Abstract
A 62-year-old woman with Takayasu arteritis and 2 prior aortic valve replacements, was admitted with unstable angina. Computed tomographic angiography showed a newly developed right coronary artery-to-right bronchial artery fistula. Because of dense aortic calcification, catheter embolization was undertaken, which was successful. We believe the acquired coronary artery fistula developed after her uneventful second aortic valve surgery, due to inevitable trauma to the mediastinum and ascending aorta, and partly due to her underlying Takayasu arteritis.
Keywords
Introduction
A coronary artery fistula (CAF) occurs between a coronary artery and a cardiac chamber or another vascular structure. For the congenital type of CAF, the incidence is approximately 0.1%–0.2% in adult patients referred for cardiac catheterization. 1 For acquired CAF, the exact incidence is unknown, and there are only a few case reports. We describe a case of acquired coronary artery-to-bronchial artery fistula found 5 years after aortic valve surgery in a patient with Takayasu arteritis.
Case report
A 62-year-old woman was admitted because of exertional dyspnea and unstable angina. She had been diagnosed with hypertension 20 years earlier, and Takayasu arteritis 12 years earlier. She had undergone aortic valve replacement with a bioprosthesis 14 years earlier, and received redo aortic valve replacement with a mechanical valve (Top-Hat 19 mm) 9 years later. On admission, her physical examination, initial 12-lead electrocardiogram, and blood gas analysis were within normal limits. Chest radiography showed enlarged pulmonary arterial trunks. Coronary computed tomographic angiography showed normal native coronary arteries, but new collateral blood flow from the proximal right coronary artery to the bronchial artery was found (Figure 1). To identify the clinical implication of the collaterals, we performed cardiac single-photon emission computed tomography and found reverse redistribution in the apical inferior wall. Decreased perfusion was more prominent on rest images (Figure 1 upper row) than stress images (Figure 1 lower row). This finding was consistent with the patient's symptoms which were more severe during rest than exercise. Coronary angiography showed a right coronary artery-to-bronchial artery fistula (Figure 2). Transthoracic echocardiography showed a normal ejection fraction and valve function. Because the patient had 2 prior cardiac operations and there was extensive calcification of the ascending aorta, we decided to proceed to catheter-based embolization first, to avoid the hazards of a third-time sternotomy. After selective angiography, the coronary artery-to-bronchial artery fistula was selected with a 2.4F microcatheter and embolized with polyvinyl alcohol particles (Contour 500-700, Boston Scientific, Natick, MA, USA) and multiple microcoils (Figure 2). On completion, angiography showed no visible fistula tracks. After embolization, the symptoms resolved.

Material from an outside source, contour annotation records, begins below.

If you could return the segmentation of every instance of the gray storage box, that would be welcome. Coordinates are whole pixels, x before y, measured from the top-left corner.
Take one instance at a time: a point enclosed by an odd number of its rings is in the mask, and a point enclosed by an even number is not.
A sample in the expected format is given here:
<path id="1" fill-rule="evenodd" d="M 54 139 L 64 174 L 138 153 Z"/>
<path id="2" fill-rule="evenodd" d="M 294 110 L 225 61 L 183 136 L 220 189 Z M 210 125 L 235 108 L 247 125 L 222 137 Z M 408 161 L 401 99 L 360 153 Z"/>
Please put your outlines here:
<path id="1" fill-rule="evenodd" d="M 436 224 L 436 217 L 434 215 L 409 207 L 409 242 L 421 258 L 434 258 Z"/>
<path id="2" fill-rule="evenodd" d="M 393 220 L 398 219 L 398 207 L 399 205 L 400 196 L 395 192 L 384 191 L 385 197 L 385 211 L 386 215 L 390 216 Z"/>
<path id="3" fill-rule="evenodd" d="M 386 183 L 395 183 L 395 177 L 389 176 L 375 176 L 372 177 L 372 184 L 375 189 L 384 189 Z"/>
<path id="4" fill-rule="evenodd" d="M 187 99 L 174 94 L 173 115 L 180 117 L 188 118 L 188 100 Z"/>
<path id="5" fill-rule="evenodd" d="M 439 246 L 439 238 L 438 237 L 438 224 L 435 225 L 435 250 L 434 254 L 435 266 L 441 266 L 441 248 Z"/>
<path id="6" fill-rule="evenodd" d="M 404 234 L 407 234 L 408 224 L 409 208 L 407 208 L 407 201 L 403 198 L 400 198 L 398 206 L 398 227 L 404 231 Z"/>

Preembolization imaging. (A) Coronary computed tomography showing the right coronary artery-to-bronchial artery fistula. (B) Cardiac single-photon emission computed tomography showing reverse redistribution of perfusion. The upper 2 sets are axial images, and lower 2 sets are sagittal images of the heart. In each set, the upper row is the resting images and the lower row is stress images. Endovascular embolization of the fistula. (A) Preembolization image showing a large fistula originating from the proximal right coronary artery and (B) After embolization, no fistulous communication is seen.

Discussion
CAFs are rare congenital or acquired abnormalities having anomalous terminations of the coronary arteries. There is no consensus in the classification of CAF, but they can be divided according to the etiology (congenital vs. acquired) or types of communication (coronary-to-systemic vs. coronary-to-pulmonary). 2 For the coronary-to-systemic type, fistulous communications may terminate directly in a cardiac chamber, the bronchial circulation, the coronary sinus or vein, or the venae cavae. 3
Among coronary-to-systemic fistulae, coronary-to-bronchial artery fistula (CBF) has been reported in 0.61% on cardiac multidetector computed tomography. 4 A CBF can present secondary to occlusive disease of the pulmonary arteries or chronic pulmonary inflammation, such as bronchiectasis or cystic fibrosis.5,6 There is little known about the possible mechanisms of postoperative acquired CAF or CBF, mainly due to the rare incidence of fistulae. In one report of acquired diagonal artery-to-pulmonary vein fistula 30 years after open mitral commissurotomy, it was suggested that CAF might be caused by blunt trauma over the anterior left ventricle during surgery or chest tube positioning. 3 In our patient, the Takayasu arteritis was well controlled and not currently active. There are two possibilities: CBF was formed by longstanding Takayasu arteritis that resulted in the pulmonary arterial disease, or by mediastinal adhesions and inflammation attributable to the 2 previous cardiac operations.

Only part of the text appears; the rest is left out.